Bank of Israel Governor Amir Yaron said an updated government 6.5 billion-shekel ($1.9 billion) grant initiative that gives needy individuals double the standard payment was an improvement over the initial plan, though he cautioned the government must remain careful in its spending as the economy buckles under a resurgent coronavirus outbreak.
The Israeli cabinet backed a program that will be brought to parliament for approval on Monday, Finance Minister Israel Katz said. It was modified after officials faced criticism from economists for the fact that the initial package gave the same amount of money to households regardless of their economic status.

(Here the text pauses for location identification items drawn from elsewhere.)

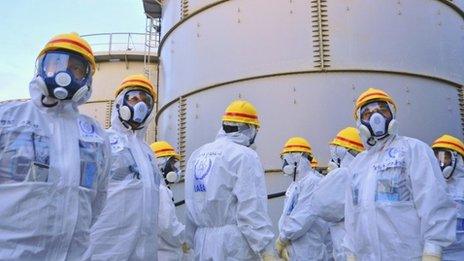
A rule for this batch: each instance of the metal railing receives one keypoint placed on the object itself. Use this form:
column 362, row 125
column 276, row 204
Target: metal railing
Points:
column 119, row 42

The central bank during the pandemic has called on the government to open the fiscal taps and complement monetary stimulus that’s included bond buying and interest-rate cuts. The benchmark Tel Aviv-35 stock index fell 1% on Sunday.
Speaking Sunday at the cabinet meeting, Yaron said an updated plan to give grants to almost all Israelis made changes “in the right direction” toward boosting domestic spending after questioning if the funds could be spent more efficiently. The governor also called for a program to cut employment costs and boost investment incentives to raise demand for workers.
“The fiscal expansion in Israel is not exceptional compared internationally to other developed countries,” Yaron said. “At this stage there’s no fear in the ability to fund the economy for an extended period of time, but as long as the crisis persists and the hit deepens, it’s more important to use budgetary sources efficiently.”
Read more: Virus Fumble Exposes Netanyahu When He Needs to Look Strong
A second wave of Covid-19 cases has deepened the country’s crisis, as unemployment remains stuck at 21% and politicians warn of the potential need for a second lockdown. More than half of Israelis are afraid of not being able to cover monthly expenses, while 21% said they or a household member cut back on food over the last week, according to a new survey from the Central Bureau of Statistics.
Yaron said the new program was an improvement in that it gave cash to a group more likely to spend it on consumption, but added that the more expensive package would lead to larger government expenditures at a time when the government must consider its fiscal plans more carefully.
Israel’s budget deficit is projected to widen to as much as as 14% of gross domestic product this year as the government spends on economic support. The country still hasn’t passed a formal budget for this year, with worry growing that divisions over its length could lead to new elections this fall, which would be Israel’s fourth in less than two years.